1.1. Purpose of SIP
SIP stands for Session Initiation Protocol. It is an application-layer control protocol which has been developed and designed within the IETF. The protocol has been designed with easy implementation, good scalability, and flexibility in mind.
The specification is available in form of several RFCs, the most important one is RFC3261 which contains the core protocol specification. The protocol is used for creating, modifying, and terminating sessions with one or more participants. By sessions we understand a set of senders and receivers that communicate and the state kept in those senders and receivers during the communication. Examples of a session can include Internet telephone calls, distribution of multimedia, multimedia conferences, distributed computer games, etc.
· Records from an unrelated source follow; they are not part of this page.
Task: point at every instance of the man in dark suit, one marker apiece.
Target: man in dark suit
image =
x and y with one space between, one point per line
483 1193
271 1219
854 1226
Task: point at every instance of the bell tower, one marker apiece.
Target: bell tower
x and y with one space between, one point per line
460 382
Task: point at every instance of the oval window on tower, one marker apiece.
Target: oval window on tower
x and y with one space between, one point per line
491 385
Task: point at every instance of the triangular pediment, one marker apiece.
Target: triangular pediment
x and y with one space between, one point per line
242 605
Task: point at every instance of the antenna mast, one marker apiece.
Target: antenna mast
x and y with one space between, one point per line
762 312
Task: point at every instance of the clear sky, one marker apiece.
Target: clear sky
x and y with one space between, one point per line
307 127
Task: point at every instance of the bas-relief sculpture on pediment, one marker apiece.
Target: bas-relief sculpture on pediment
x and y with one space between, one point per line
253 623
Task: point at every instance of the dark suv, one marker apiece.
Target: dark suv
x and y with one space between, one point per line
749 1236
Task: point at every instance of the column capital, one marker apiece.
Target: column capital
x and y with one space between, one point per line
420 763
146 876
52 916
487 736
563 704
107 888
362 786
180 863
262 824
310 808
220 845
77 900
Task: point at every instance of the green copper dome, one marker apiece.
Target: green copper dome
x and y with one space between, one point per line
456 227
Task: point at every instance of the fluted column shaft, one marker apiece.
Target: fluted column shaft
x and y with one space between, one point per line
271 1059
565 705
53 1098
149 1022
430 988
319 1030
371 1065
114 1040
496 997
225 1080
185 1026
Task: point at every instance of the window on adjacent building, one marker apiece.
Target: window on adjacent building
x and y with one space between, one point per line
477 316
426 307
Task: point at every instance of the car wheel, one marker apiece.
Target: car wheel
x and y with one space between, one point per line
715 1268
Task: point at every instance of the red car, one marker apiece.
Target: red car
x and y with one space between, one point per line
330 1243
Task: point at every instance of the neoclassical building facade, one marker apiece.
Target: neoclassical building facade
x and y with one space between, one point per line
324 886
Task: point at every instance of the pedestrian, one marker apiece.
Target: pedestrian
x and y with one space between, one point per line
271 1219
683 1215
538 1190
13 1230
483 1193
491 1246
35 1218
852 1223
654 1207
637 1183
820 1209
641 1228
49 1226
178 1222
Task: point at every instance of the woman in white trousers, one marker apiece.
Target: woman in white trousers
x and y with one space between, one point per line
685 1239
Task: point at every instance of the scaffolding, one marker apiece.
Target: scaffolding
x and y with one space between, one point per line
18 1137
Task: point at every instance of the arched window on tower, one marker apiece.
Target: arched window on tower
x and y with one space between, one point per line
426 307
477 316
SIP is not the only protocol that the communicating devices will need. It is not meant to be a general purpose protocol. Purpose of SIP is just to make the communication possible, the communication itself must be achieved by another means (and possibly another protocol). Two protocols that are most often used along with SIP are RTP and SDP. RTP protocol is used to carry the real-time multimedia data (including audio, video, and text), the protocol makes it possible to encode and split the data into packets and transport such packets over the Internet. Another important protocol is SDP, which is used to describe and encode capabilities of session participants. Such a description is then used to negotiate the characteristics of the session so that all the devices can participate (that includes, for example, negotiation of codecs used to encode media so all the participants will be able to decode it, negotiation of transport protocol used and so on).